Indira Gandhi was blind to Sanjay's faults, in part because he was her son. Modi may not be bound to Shah in the same way, but he likewise trusts him enough to not question his political methods. Does he see them as necessary to augment his party's standing in the Rajya Sabha? If so, does he reckon with the wounds and scars they will leave on the ground in our largest state, which is in any case desperately poor, socially backward, and prone to religious violence? Can one really take UP, or even India, forward by means such as this?

I was not an admirer of Indira Gandhi, and I am not an admirer of Narendra Modi either. I lived through the Emergency, and I know, from many visits to Gujarat before and after 2002, how much damage the horrific events of that year did to that state. But a politician's career must be viewed in the round. Set against the Emergency is Indira Gandhi's record in winning the Bangladesh war and her role in initiating the space programme, in promoting self-sufficiency in food, and in starting a ministry of environment and forests. Set against the Gujarat riots, which happened early in his tenure as chief minister, is Narendra Modi's later focus on increasing agricultural productivity and attracting industrial investment into his state. More recently, after he moved to New Delhi, Modi has restored respect to the office of prime minister, an office that had been so badly degraded during the 10 years of United Progressive Alliance rule.
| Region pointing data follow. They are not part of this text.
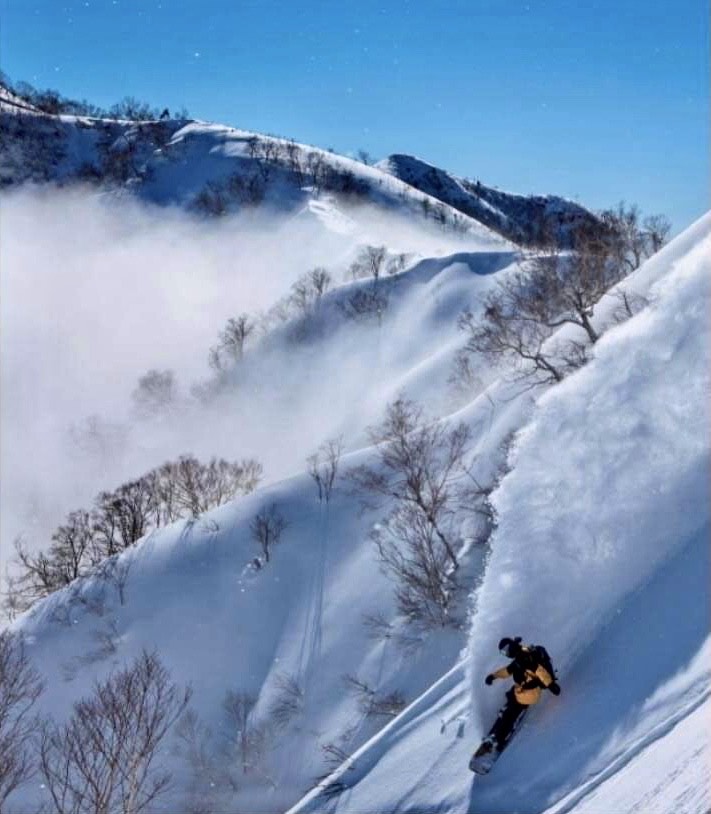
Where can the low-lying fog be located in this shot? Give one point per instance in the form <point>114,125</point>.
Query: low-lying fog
<point>97,291</point>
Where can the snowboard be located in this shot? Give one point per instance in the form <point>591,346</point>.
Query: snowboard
<point>483,760</point>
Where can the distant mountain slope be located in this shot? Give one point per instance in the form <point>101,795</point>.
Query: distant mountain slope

Indeed, because Manmohan Singh was so weak, many Indians are willing to overlook Narendra Modi's brash, bullying, style. As a student of history, I sometimes worry about whether we have now gone over to the other extreme: whether a pathologically diffident leader has been replaced by someone who is too sure of, as well as too full of, himself. And it concerns me even more that the one person our prime minister trusts is someone so willing to stoke fear, suspicion, division and hatred to win a state election.

Mahatma Gandhi often said that the end cannot justify the means. Other politicians have taken a more pragmatic, less idealistic, approach. They think that unprincipled means may be justified if the ultimate goal is the welfare of the people. Both Indira Gandhi and Narendra Modi have used methods that Gandhi's closest political disciples, Jawaharlal Nehru and Vallabhbhai Patel, would not have countenanced: such as savage personal attacks on leaders of other parties, to win power; and the undermining of their own cabinet colleagues, to retain their pre-eminence while in power. They have perhaps justified these methods on the grounds that accruing greater power to themselves is necessary for the national interest.

However, there is a third category of politicians; those whose means are amoral, and whose ends are malign too. State-level politics in India is replete with crooks, gangsters and murderers who become MLAs, MPs, and ministers to protect and further their own personal interests. Corrupt businessmen buy Rajya Sabha seats for the same reason. However, there have been only two leaders with nation-wide influence willing to use any means to acquire power and to retain power: Sanjay Gandhi, and now Amit Shah. That is why it is so chilling to hear the BJP president being celebrated by some people as a contemporary Chanakya, when in fact not since the death of Indira Gandhi's second son has India seen a major leader of a major national party operate with such a complete disregard for the ethical side of political practice.